All artificial neural networks using hidden layers (i.e. all architectures except the linear classifier Linear (SGD)) have ReLU-nonlinearities after each linear/convolutional layer as activation functions for the hidden neurons and a SoftMax activation function for the output layer. Both linear and the fully-connected classifiers receive as input the channel × time samples as row-concatenated channel · time dimensional vectors. The convolutional models directly operate on the channel × time shaped samples. For a detailed description of all evaluated model architectures, see the Supplement (Supplementary Tables ST4–ST9).

With the exception of the linear support vector machines predictor, all models have been trained as n-way classifiers using Stochastic Gradient Descent (SGD) Optimization⁶⁹ for up to $3\cdot {10}^{4}$ iterations of mini batches of 5 randomly selected training samples and an initial learning rate of 5e⁻³. The learning rate is gradually lowered to 1e⁻³ and then 5e⁻⁴ after every 10⁴ training iterations.
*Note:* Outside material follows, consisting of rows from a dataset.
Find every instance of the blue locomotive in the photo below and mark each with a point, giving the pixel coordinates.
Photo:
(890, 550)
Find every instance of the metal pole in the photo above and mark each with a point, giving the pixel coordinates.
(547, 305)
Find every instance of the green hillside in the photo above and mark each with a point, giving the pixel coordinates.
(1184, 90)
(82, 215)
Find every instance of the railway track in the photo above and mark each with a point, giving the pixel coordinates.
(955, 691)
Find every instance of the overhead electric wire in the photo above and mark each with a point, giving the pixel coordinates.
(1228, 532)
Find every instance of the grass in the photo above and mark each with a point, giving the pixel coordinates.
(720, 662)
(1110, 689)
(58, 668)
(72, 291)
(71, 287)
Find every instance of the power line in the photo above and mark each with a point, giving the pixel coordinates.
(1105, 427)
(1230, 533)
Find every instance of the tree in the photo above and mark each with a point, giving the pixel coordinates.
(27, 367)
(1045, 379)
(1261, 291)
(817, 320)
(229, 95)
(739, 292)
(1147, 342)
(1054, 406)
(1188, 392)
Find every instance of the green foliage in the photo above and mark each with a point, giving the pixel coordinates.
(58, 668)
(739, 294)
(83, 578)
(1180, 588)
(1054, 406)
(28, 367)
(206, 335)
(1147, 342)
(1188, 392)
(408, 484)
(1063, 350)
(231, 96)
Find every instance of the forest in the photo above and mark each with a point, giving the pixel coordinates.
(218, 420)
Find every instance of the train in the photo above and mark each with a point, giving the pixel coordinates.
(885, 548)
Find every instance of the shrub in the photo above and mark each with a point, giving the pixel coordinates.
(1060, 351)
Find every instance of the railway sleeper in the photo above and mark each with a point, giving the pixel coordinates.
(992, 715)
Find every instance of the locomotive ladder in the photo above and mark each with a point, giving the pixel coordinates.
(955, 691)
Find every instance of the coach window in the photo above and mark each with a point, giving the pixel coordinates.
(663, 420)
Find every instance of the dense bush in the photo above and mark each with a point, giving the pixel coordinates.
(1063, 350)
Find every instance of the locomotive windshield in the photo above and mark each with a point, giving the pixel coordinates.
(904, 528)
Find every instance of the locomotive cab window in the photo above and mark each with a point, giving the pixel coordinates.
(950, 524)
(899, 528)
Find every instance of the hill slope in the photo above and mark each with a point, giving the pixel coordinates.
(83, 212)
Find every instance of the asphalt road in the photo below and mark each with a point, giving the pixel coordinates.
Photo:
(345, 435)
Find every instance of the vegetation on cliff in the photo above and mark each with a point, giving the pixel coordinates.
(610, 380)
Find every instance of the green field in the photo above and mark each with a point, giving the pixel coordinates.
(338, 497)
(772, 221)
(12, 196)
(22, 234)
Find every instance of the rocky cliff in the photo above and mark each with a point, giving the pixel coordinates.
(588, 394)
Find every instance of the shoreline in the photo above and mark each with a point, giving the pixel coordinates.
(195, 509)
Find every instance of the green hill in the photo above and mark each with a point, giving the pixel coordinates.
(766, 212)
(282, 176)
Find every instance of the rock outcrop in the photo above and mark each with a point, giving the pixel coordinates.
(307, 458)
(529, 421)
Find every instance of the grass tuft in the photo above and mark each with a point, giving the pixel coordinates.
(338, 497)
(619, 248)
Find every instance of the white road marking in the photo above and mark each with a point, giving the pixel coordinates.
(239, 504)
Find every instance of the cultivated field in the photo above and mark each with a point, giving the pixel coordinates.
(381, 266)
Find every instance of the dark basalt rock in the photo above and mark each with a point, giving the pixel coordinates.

Model weights are initialized with random values drawn from normal distributions with μ = 0 and $\sigma ={m}^{-\frac{1}{2}}$, where m is the number of inputs to each output neuron of the layer⁶⁹. The linear support vector machine model has been using regularized quadratic optimization.

For SVM, the multi-class linear support vector classifier of the scikit learn Toolbox for python⁷⁹ was used with a regularisation parameter C = 0.1.

Prediction accuracies were reported over a ten-fold cross validation configuration, where eight parts of the data are used for training, one part is used as a validation set and the remaining part is reserved for testing. With on average 912 samples per split being reserved for training, a (neural network) model passes the training set up to 164 (=30000 iterations · 5 samples per batch/912 training samples on average) times and each training stage tied to a given learning rate may be terminated prematurely if the model performance has converged on the validation hold out set to avoid overfitting on the training data. For subject-classification, the 20 samples per subject are uniformly distributed across all data partitions at random.

Layer-wise Relevance Propagation

One of the main reasons for the wide-spread use of linear models in the (meta) sciences is the inherent transparency of the prediction function. Given a set of learned model parameters {w, b} where w is a weight vector matching the dimensionality of the input data and a bias term b, the (multi-class) prediction function for an arbitrary input x evaluates for class c as

$${f}_{c}({\bf{x}})={{\bf{w}}}^{T}{\bf{x}}+{b}_{c}=\sum _{i}\,{w}_{ic}{x}_{i}+{b}_{c}.$$

(1)

It is apparent, that component i of the given input x contributes to the evaluation of f_c together with the learned parameters as the quantity w_icx_i. Each decision made by a linear model is therefore transparent, while complex non-linear models are generally considered black box classifiers.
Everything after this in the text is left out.